Nature Reviews Immunology volume 16pages 498–508 (2016)Cite this article

Subjects

Key Points

  • This Review discusses the theory and practices behind the generation of combinatorial antibody libraries.

  • Such libraries give scientists unprecedented control over the antibody repertoire.

  • They have led to many antibody drugs, including adalimumab (Humira; AbbVie), which is the best-selling drug in the world.
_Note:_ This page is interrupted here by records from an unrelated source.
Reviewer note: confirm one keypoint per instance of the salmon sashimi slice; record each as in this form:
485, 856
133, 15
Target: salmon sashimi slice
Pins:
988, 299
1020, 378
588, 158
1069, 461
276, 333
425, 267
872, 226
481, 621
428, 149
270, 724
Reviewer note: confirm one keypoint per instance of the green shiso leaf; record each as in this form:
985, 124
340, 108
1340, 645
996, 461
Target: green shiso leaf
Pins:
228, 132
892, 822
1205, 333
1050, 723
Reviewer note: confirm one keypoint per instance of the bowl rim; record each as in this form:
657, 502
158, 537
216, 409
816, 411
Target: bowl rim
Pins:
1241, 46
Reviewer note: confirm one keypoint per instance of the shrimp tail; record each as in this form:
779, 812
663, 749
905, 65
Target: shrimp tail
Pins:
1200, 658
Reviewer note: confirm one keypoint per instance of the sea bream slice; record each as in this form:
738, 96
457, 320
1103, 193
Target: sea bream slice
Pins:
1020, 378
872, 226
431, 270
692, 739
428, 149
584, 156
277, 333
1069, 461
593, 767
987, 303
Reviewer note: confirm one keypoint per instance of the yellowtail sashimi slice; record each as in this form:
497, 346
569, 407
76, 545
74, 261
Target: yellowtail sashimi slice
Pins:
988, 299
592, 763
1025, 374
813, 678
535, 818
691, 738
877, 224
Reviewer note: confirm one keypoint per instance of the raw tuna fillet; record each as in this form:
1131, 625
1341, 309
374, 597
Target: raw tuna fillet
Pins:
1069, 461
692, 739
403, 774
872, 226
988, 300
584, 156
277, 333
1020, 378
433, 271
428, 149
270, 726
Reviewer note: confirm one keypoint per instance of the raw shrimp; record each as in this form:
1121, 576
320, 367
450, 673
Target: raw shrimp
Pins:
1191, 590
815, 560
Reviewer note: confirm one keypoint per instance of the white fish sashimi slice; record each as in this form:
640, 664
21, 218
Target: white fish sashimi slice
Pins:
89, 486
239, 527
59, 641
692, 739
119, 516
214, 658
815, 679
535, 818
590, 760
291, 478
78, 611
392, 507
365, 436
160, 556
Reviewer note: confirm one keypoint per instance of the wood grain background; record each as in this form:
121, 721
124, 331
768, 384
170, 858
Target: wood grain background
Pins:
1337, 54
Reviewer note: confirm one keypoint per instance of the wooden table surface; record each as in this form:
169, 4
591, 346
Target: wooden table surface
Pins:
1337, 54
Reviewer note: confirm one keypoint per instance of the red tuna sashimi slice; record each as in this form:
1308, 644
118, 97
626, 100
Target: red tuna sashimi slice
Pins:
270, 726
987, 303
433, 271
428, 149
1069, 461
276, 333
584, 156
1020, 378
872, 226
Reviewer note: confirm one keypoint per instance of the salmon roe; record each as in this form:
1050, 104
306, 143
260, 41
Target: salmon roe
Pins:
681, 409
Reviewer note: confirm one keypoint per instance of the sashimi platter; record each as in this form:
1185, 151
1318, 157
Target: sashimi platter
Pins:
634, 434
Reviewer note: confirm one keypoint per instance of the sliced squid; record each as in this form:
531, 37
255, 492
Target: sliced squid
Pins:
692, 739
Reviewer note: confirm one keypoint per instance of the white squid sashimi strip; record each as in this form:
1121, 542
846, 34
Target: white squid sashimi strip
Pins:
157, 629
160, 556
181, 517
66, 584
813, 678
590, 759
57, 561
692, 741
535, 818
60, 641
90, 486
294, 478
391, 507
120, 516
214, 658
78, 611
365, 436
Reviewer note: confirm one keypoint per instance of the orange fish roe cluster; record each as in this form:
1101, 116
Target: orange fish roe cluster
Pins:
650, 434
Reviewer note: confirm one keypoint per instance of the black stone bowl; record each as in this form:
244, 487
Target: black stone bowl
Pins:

  • As combinatorial antibody libraries allow a detailed analysis of the output of the immune response, they have allowed us to understand how the adaptive immune system copes with infection when there is not sufficient time to develop a mature antibody response. This has been termed an 'SOS response'.

  • In their intracellular format, antibodies can be used as selectable proteins that perturb cell fates. Such antibodies are usually gain-of-function agonists.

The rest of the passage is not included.